The Gulf has a long way to go to catch up with the Western world and other areas in giving freedom to the media. These countries face many dilemmas, among them the need to maintain their heritage and traditions in a fast-changing world, with their oil wealth having given them the comforts and benefits of modern living and conveniences. The leaders realise that their societies will change, but they do not wish the changes to be disruptive, leading their people to the agonies of rootlessness or worse.

In managing the change, the Gulf states have decided that they must also, in varying degrees, manage the media. The publication of Arabic newspapers abroad and starting a free and saucy satellite channel serve as safety waIves, but the question those in authority must ask themselves is that if Kuwait can live with a relatively free Press, what prevents them from emulating it?


This paper was presented to the International Press Institute's seminar on Media and Democracy in the Arab World, Amman, Jordan, 3-4 February, 2000.

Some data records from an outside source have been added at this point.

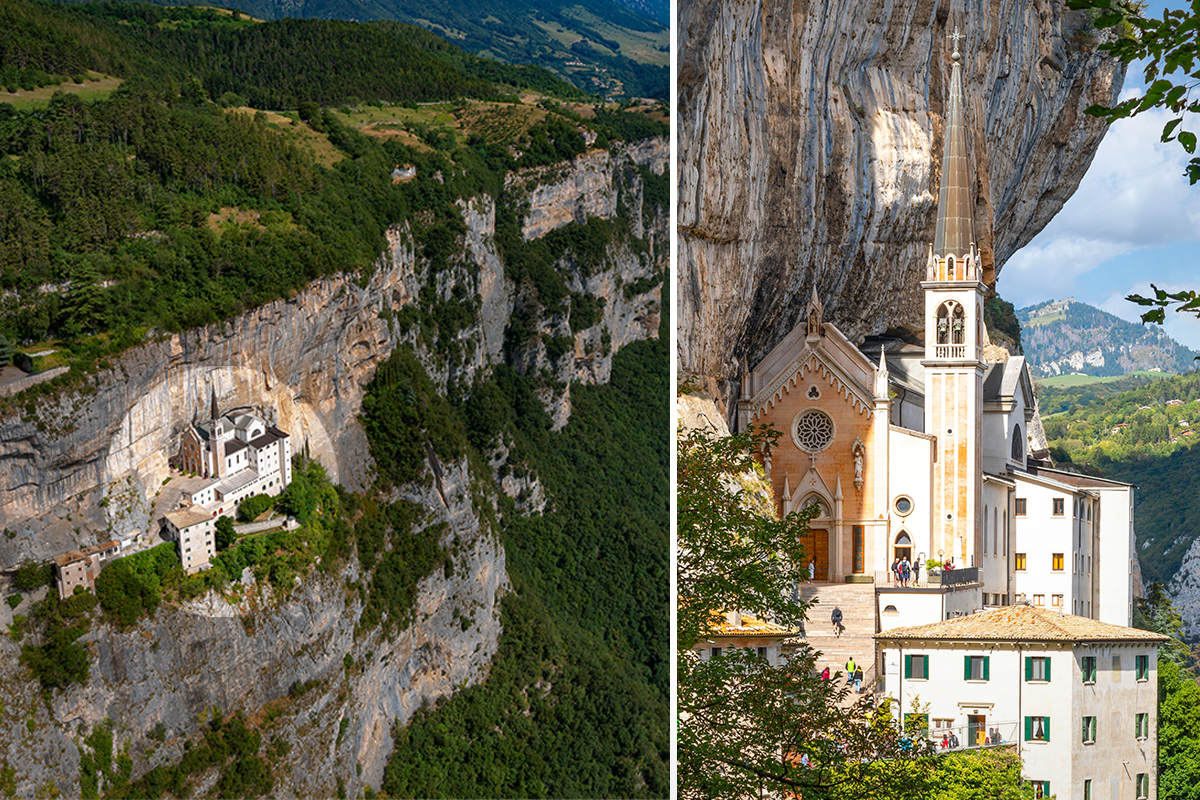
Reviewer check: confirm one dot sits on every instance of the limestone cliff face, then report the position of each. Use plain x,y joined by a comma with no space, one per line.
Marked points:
810,137
179,665
89,467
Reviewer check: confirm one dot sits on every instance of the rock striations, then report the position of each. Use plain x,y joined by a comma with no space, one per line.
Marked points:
89,465
809,138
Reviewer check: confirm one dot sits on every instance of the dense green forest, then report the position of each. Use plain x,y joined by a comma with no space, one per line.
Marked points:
268,65
1054,331
112,211
576,701
609,42
1141,432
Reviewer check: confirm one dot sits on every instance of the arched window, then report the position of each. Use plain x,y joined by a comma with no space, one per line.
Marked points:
958,326
943,324
819,501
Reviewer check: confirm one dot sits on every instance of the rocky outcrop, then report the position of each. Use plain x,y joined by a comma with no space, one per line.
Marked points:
809,143
88,465
181,665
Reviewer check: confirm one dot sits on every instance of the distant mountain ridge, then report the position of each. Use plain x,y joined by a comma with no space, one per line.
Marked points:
1067,336
607,48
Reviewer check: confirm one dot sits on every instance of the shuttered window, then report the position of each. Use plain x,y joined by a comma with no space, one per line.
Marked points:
976,668
1037,728
1037,668
916,667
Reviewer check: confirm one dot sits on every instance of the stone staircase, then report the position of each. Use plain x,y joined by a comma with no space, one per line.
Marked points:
857,603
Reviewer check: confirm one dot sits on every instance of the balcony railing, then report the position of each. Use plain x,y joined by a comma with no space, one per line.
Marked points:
966,737
960,575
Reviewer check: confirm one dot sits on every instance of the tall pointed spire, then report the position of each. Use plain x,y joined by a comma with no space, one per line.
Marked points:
954,233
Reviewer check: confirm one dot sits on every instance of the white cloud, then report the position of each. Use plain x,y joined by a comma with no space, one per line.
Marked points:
1134,197
1183,328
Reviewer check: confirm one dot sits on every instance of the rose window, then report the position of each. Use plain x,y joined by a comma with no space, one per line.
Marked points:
814,431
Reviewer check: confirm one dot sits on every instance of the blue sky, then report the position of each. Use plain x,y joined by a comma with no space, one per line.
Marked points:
1134,221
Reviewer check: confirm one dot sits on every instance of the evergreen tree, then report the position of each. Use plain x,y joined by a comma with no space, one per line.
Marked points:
226,535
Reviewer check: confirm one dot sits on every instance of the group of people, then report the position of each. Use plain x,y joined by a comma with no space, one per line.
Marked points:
853,674
990,737
903,572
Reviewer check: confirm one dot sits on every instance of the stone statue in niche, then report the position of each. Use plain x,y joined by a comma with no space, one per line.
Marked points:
859,451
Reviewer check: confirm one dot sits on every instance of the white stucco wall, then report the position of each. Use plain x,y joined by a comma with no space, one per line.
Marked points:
1039,535
1007,698
911,475
1114,560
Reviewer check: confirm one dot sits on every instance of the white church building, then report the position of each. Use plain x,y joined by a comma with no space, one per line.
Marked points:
239,455
921,451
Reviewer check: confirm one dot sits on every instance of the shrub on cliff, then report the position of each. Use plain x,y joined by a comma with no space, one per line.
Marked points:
253,506
31,576
130,587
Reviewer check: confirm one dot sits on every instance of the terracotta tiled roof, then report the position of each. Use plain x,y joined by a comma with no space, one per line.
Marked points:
1021,624
751,626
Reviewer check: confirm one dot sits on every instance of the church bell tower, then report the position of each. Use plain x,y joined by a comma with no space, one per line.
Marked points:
954,368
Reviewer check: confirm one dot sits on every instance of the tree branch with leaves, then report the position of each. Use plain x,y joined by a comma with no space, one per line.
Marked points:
1171,49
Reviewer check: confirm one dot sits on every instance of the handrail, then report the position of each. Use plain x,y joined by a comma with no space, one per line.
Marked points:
960,575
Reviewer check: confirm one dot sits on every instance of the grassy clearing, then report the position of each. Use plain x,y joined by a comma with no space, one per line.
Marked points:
292,128
1059,382
99,86
641,47
1045,319
492,120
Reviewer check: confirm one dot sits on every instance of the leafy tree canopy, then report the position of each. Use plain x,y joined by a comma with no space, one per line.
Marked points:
745,726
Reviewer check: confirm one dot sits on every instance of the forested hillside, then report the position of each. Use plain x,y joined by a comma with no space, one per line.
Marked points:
576,702
1145,435
231,164
1067,336
605,47
157,209
268,65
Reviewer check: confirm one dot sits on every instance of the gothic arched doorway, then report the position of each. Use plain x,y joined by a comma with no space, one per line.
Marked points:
816,539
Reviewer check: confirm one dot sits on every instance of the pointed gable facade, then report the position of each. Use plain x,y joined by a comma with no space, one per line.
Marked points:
820,390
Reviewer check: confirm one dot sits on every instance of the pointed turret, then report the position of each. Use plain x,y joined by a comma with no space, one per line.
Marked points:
814,313
954,235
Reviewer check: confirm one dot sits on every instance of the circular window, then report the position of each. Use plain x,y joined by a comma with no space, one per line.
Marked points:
813,431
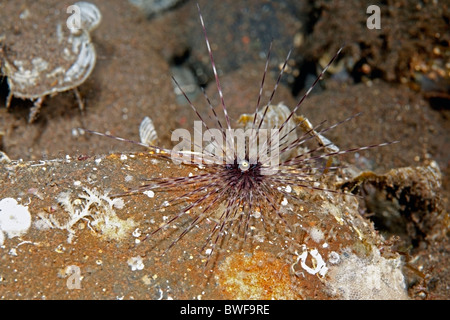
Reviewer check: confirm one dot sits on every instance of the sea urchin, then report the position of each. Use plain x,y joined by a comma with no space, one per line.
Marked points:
249,176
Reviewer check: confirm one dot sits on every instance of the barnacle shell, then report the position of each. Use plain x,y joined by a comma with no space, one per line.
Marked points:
90,15
147,131
65,62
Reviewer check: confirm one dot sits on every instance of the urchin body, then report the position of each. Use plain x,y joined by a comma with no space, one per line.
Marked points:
247,190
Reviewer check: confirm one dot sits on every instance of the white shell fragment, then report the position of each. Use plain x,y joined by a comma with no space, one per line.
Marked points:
89,16
15,219
147,132
34,70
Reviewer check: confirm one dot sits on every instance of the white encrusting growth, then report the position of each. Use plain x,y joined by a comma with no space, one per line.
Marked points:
15,219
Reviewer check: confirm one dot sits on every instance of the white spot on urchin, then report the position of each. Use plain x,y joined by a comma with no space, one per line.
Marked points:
136,263
15,219
149,193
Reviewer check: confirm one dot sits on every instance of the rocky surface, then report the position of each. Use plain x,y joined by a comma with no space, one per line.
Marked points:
132,79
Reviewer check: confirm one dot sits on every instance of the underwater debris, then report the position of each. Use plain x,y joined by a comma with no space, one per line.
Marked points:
94,208
15,219
34,71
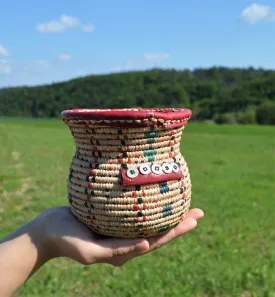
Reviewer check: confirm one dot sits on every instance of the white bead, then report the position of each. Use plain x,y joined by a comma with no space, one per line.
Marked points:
144,169
132,172
156,168
167,168
175,167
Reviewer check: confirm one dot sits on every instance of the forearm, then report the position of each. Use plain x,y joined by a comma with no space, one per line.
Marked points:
21,254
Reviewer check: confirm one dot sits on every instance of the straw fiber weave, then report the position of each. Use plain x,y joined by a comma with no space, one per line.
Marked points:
120,156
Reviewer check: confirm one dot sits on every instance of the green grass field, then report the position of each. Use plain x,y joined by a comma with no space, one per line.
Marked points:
230,253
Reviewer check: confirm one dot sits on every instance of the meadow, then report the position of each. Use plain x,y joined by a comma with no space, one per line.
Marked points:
230,253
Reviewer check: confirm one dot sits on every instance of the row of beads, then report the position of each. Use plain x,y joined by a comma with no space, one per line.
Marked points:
167,168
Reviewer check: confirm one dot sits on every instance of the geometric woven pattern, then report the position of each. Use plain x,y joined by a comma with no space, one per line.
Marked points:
106,145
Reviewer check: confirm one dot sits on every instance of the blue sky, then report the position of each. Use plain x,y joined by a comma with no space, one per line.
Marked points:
46,41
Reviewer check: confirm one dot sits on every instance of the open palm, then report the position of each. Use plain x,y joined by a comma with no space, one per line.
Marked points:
67,237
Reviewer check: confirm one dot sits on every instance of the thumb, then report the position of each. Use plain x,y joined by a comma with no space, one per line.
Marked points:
119,247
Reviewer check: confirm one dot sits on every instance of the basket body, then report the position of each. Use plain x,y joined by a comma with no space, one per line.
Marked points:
128,178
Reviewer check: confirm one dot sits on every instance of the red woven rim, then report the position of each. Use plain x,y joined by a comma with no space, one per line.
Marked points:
128,114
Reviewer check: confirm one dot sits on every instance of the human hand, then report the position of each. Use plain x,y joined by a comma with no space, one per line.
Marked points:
65,236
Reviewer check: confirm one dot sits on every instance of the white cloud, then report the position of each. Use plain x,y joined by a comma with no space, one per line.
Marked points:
5,66
88,28
43,63
256,13
64,57
155,57
64,23
142,62
3,51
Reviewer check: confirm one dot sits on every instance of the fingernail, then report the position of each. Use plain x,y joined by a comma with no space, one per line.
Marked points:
193,222
201,214
141,246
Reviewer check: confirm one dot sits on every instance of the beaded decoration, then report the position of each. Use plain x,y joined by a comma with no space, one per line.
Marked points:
128,177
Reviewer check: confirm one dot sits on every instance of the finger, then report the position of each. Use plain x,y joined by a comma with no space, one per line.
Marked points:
110,248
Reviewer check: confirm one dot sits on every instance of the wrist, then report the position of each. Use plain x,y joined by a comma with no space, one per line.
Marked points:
42,232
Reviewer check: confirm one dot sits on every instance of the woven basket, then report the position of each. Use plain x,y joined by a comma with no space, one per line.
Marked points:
128,178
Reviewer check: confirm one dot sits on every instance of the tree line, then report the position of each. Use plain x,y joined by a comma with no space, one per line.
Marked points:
219,94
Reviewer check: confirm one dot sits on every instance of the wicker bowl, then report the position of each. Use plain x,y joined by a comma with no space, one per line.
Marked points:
128,178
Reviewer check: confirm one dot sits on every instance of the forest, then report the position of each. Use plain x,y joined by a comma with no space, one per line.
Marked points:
217,94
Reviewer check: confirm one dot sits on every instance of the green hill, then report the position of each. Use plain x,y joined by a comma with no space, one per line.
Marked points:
225,95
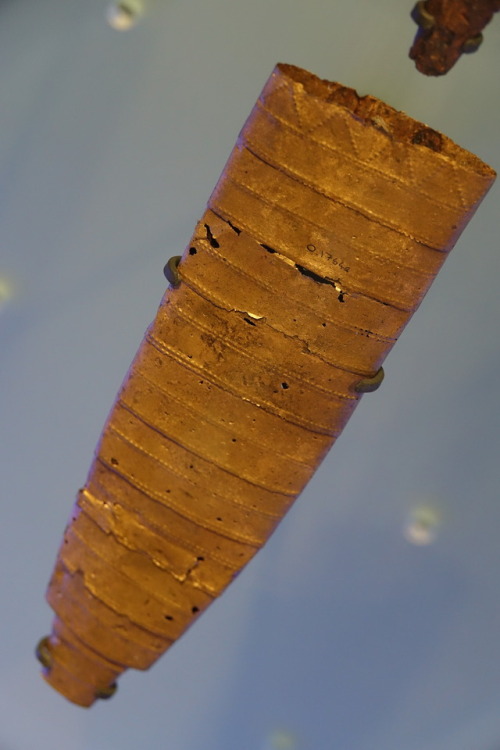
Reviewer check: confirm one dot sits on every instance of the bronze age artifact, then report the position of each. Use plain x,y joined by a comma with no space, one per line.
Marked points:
330,220
447,30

S. Nihal Singh has been editor of Khaleej Times, Dubai, since January 1994 and was previously editor of the Calcutta Statesman, editor-in-chief of the Indian Express and founding editor of the Indian Post. He was a senior associate of the Carnegie Endowment for Internation Peace in New York and Project Director of New York’s Twentieth Century Fund in Paris on Unesco. He won the International Editor of the Year award of the Atlas Press Service in New York for his role as editor during India’s Emergency in the midSeventies. He is the author of several books, including ‘The Yogi and the Bear’ on Indo-Soviet relations, ‘The Rise and Fall Of Unesco’ and ‘The Rocky Road of Indian Democracy’.